Re: (output) encoding support in doxia-sink-api

Posted by Hervé BOUTEMY <he...@free.fr>.
> > Then I think "Sink createSink( Writer writer )" should be removed.
>
> I prefer deprecated for backward compatibility issue.

this method was added in 1.0-beta-1-SNAPSHOT: 1.0-beta-1 hasn't been released 
yet. Is there really any backward compatibility issue here?


Re: (output) encoding support in doxia-sink-api

Posted by Vincent Siveton <vi...@gmail.com>.
2008/11/7 Benjamin Bentmann <be...@udo.edu>:
> Vincent Siveton wrote:
>
>>> Then I think "Sink createSink( Writer writer )" should be removed.
>>
>> I prefer deprecated for backward compatibility issue.
>
> The source code says "@since 1.0-beta-1", i.e. this method was never part of
> a released Doxia version, right? Then we should be able to safely removed
> it. Having both "@since 1.0-beta-1" and "@deprecated since 1.0-beta-1" on a
> method would be quite strange ;-)

mmh seems logical  :)

Vincent

>
> Benjamin
>

Re: (output) encoding support in doxia-sink-api

Posted by Benjamin Bentmann <be...@udo.edu>.
Vincent Siveton wrote:

>> Then I think "Sink createSink( Writer writer )" should be removed.
> 
> I prefer deprecated for backward compatibility issue.

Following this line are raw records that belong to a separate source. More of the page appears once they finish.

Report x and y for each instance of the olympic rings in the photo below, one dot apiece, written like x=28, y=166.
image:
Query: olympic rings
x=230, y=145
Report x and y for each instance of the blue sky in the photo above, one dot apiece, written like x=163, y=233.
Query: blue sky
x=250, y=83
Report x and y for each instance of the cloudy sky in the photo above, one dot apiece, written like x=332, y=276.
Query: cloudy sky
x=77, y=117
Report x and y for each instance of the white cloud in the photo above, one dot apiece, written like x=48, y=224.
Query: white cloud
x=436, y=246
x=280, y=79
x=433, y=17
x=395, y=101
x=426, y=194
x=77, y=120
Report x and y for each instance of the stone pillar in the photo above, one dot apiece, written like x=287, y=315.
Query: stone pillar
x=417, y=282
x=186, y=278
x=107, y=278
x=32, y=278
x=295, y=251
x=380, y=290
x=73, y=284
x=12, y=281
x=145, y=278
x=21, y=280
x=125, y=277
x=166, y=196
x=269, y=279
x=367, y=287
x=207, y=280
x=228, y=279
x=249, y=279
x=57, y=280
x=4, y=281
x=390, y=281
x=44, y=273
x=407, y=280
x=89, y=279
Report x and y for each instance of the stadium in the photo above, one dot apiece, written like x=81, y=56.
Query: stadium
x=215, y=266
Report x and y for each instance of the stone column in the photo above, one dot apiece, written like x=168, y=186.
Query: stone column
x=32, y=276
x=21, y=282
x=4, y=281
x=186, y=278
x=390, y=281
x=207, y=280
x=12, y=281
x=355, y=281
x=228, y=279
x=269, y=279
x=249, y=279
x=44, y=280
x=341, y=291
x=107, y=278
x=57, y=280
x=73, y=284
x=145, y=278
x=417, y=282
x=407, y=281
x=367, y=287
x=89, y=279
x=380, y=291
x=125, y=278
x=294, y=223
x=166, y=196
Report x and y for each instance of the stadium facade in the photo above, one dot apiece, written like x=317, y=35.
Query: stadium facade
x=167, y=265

The source code says "@since 1.0-beta-1", i.e. this method was never 
part of a released Doxia version, right? Then we should be able to 
safely removed it. Having both "@since 1.0-beta-1" and "@deprecated 
since 1.0-beta-1" on a method would be quite strange ;-)


Benjamin

Re: (output) encoding support in doxia-sink-api

Posted by Vincent Siveton <vi...@gmail.com>.
Hi,

2008/11/7 Hervé BOUTEMY <he...@free.fr>:
> Hi folks,
>
> For the next 1.0-beta-1 version, 2 methods have been added to SinkFactory
> interface to improve encoding support:
> - Sink createSink( File outputDir, String outputName, String encoding )
> - Sink createSink( Writer writer )
> See [1] for the full interface.

+1

>
> I worked with Vincent to implement output encoding in Doxia, and we faced
> problems that lead us think that forcing a fixed encoding was the right
> approach to have something simple and reliable: with UTF-8 as this fixed
> encoding, this didn't limit end-users from any country in the world.
>
> But now, I'm convinced it's not the right approach and API:
> 1. some formats need to output the encoding (like HTML, or XML): we need an
> encoding parameter, as we can't get it from a Writer instance

see also DOXIA-185

> 2. some formats embed images, like RTF or PDF, then need direct stream access
> to write binary data
>
> Then I think "Sink createSink( Writer writer )" should be removed.

I prefer deprecated for backward compatibility issue.

> Or if we want an API without filename, this method could be transformed into
> Sink createSink( OutputStream output ) + Sink createSink( OutputStream
> output, String encoding ).

+1

Thanks Hervé for that.

Vincent

> Any objection or idea?
>
> Hervé
>
> [1]
> http://svn.apache.org/viewvc/maven/doxia/doxia/trunk/doxia-sink-api/src/main/java/org/apache/maven/doxia/sink/SinkFactory.java?view=markup
>